Per Ricolfi non vi è alcuna possibilità di riparare il danno arrecato a intere generazioni di studenti italiani: a suo avviso una riforma della scuola italiana non ha nessuna probabilità di riuscita e la maggioranza delle famiglie non sono interessate alla trasmissione culturale per i propri figli. Il «politicamente corretto» non è più un fenomeno omogeneo, ma una costellazione di fenomeni, una grande piovra con tanti tentacoli, fra cui il tema del mix gender, da lui definito «follemente corretto».
Il professor Orsina ha definito la cancel culture un fenomeno di natura politica, l’«ultimo avatar» della tradizione rivoluzionaria occidentale, nella sua componente meno grandiosa e più meschina. Dalla tradizione rivoluzionaria recepisce l’ateismo, inteso come eliminazione di Dio, che propone come scelta politica e non come conclusione di un ragionamento filosofico. L’individuo non è neanche più riguardato come un essere razionale che della tradizione dovrebbe ripudiare ciò che non è spiegabile razionalmente, ma un essere dotato pressoché esclusivamente di una componente vitale, emotiva, in nome della quale cancellare la tradizione in quanto tale. Orsina ha però chiuso il suo intervento con un messaggio di speranza: questo fenomeno non sarebbe destinato a durare; essendo così lontano dal senso comune degli uomini e così attraversato da contraddizioni, non potrà non suscitare una forte reazione contro di esso.
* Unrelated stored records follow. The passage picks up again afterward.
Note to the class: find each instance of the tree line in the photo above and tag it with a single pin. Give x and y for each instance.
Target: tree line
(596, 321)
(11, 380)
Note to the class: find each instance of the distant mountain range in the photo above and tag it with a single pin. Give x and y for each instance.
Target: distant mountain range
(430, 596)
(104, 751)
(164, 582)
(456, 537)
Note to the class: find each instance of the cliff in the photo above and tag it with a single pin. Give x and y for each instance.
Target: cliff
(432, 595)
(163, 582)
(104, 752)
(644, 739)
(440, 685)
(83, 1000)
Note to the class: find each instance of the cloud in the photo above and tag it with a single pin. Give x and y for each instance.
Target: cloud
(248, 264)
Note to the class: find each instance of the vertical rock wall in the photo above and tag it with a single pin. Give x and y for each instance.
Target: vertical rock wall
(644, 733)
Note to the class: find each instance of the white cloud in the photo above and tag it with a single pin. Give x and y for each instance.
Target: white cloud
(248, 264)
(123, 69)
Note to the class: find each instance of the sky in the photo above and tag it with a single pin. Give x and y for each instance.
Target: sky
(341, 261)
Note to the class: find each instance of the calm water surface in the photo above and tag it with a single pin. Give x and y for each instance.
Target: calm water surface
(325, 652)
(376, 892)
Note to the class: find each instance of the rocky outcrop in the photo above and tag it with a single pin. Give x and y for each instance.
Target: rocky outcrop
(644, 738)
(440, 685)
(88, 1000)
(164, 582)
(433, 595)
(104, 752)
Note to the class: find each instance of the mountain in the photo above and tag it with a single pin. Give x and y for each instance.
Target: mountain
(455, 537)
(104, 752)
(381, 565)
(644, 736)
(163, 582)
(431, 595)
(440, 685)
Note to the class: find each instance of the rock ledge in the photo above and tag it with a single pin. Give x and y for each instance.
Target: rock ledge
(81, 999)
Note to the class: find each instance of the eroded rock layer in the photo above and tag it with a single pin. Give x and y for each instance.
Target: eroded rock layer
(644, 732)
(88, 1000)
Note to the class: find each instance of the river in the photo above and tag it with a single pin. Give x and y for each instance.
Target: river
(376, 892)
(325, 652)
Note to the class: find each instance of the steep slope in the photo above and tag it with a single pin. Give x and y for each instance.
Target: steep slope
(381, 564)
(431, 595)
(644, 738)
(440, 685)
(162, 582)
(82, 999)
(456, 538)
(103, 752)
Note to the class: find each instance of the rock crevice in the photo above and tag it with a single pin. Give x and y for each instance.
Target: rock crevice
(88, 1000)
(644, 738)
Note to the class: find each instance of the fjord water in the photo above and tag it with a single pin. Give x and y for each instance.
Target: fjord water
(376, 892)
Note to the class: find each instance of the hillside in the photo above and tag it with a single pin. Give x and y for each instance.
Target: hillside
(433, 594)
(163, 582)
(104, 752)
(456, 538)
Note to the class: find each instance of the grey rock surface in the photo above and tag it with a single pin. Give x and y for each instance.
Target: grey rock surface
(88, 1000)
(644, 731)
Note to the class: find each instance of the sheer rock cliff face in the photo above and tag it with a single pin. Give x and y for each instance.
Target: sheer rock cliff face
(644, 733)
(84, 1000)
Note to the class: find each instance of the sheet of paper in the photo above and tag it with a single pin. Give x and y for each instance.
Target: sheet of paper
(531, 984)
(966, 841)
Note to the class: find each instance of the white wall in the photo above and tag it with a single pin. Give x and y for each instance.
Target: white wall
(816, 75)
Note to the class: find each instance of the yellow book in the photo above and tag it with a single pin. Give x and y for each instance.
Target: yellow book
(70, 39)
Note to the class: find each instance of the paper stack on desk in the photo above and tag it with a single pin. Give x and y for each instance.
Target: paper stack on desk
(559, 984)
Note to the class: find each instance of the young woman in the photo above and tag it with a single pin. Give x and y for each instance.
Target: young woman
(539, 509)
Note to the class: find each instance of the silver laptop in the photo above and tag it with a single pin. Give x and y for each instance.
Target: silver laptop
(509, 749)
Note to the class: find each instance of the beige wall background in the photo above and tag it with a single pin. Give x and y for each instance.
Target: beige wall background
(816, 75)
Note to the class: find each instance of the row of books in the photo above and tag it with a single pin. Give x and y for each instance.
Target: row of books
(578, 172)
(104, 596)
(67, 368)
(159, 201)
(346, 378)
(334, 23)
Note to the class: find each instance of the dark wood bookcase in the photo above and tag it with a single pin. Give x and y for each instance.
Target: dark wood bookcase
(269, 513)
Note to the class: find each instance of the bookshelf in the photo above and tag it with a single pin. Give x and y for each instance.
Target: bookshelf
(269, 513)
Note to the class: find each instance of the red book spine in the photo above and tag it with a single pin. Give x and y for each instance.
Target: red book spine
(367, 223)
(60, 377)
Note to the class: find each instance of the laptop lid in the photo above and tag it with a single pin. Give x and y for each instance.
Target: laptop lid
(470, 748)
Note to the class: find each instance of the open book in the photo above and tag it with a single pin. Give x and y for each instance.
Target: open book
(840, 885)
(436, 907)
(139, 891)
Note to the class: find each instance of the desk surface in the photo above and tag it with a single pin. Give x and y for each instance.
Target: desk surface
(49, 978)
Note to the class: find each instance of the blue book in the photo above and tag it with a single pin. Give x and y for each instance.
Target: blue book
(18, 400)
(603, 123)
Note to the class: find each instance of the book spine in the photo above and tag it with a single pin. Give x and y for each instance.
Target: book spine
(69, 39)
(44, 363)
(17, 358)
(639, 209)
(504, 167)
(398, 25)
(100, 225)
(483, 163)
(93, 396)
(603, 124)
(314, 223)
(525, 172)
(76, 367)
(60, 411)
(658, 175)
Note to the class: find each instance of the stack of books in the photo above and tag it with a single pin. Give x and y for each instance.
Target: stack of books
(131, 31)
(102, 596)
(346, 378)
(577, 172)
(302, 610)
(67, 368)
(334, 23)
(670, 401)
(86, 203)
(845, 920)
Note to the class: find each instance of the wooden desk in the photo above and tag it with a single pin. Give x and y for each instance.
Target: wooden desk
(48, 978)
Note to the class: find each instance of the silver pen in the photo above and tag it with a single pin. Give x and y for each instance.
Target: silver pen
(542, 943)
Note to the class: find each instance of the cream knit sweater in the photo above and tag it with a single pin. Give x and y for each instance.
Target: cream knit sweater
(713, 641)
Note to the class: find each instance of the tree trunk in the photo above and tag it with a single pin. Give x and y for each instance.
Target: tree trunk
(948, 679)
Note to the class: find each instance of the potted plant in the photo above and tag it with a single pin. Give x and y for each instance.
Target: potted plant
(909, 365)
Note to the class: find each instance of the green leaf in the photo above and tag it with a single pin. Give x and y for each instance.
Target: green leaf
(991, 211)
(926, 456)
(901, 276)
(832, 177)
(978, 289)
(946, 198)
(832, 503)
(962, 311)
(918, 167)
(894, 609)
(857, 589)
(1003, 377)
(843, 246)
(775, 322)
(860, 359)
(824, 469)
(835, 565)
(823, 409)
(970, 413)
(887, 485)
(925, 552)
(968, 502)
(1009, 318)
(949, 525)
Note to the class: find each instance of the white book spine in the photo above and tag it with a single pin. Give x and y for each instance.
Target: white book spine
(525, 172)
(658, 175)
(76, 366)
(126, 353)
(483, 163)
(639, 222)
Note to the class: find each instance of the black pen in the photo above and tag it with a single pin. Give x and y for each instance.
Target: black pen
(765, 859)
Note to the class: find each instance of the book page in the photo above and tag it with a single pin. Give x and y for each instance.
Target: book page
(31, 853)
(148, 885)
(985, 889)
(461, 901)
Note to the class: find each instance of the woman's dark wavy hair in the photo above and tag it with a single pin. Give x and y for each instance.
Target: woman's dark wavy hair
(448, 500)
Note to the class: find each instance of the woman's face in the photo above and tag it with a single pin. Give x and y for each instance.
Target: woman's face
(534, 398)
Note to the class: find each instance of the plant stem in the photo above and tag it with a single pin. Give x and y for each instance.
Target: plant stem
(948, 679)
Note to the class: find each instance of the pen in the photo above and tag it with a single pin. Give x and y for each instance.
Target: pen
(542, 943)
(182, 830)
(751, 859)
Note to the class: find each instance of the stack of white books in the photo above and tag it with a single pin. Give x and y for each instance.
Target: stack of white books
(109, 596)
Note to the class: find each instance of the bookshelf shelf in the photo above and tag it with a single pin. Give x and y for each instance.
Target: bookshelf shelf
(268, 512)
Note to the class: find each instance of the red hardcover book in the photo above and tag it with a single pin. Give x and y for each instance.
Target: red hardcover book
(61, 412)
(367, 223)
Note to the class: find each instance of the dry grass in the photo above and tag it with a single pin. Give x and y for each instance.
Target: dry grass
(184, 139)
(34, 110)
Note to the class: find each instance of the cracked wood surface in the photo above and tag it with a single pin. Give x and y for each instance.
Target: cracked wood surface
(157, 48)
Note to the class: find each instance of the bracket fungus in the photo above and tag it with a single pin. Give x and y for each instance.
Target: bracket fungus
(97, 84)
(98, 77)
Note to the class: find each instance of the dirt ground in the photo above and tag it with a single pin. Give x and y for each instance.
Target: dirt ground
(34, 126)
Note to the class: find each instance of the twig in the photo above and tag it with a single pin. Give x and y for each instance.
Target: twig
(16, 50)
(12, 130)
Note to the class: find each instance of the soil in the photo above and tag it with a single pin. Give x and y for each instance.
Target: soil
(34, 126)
L’ultimo intervento, intitolato La Verità e la Bellezza per non arrendersi, è stato di Lorenzo Cantoni, professore all’Università della Svizzera italiana di Lugano, di Alleanza Cattolica, che ha proposto tre percorsi di «recupero» in contrapposizione alla cancel culture. Il primo consiste nel ritorno a una discussione sulla verità e sul senso delle istituzioni universitarie, anche come esito di un itinerario che rischia di degradarle a luogo di mera formazione professionale o di vacuo esercizio retorico. Il secondo vede nella lingua e nelle reazioni a certi sforzi di modificarne le strutture per ragioni ideologiche un luogo di «resistenza» e ancoraggio al bene comune, che essa rappresenta e promuove. Il terzo è una via pulchritudinis che, attraverso un rinnovato interesse per l’arte e la bellezza, possa aiutarci a riconoscervi un elemento d’incontro con il senso della realtà e della vita. A partire da questi tre percorsi, Cantoni invita innanzitutto a recuperare l’essenziale nelle pratiche educative, riprendendo la traiettoria del Trivio, escogitata nella tarda latinità, in un’epoca contrassegnata dal crepuscolo dell’Impero Romano d’Occidente: saper pensare bene (Dialettica/Logica) e saper comunicare in modo comprensibile agli altri (Grammatica), e in modo tale da esser loro gradito (Retorica). In secondo luogo, ricorda come tutti noi abbiamo il compito sia di denunciare le derive anti-umane di certe ideologie, sia di lavorare per costruire un mondo migliore.
L’iniziativa è stata annunciata e ha avuto eco sui media nazionali e su vari siti internet.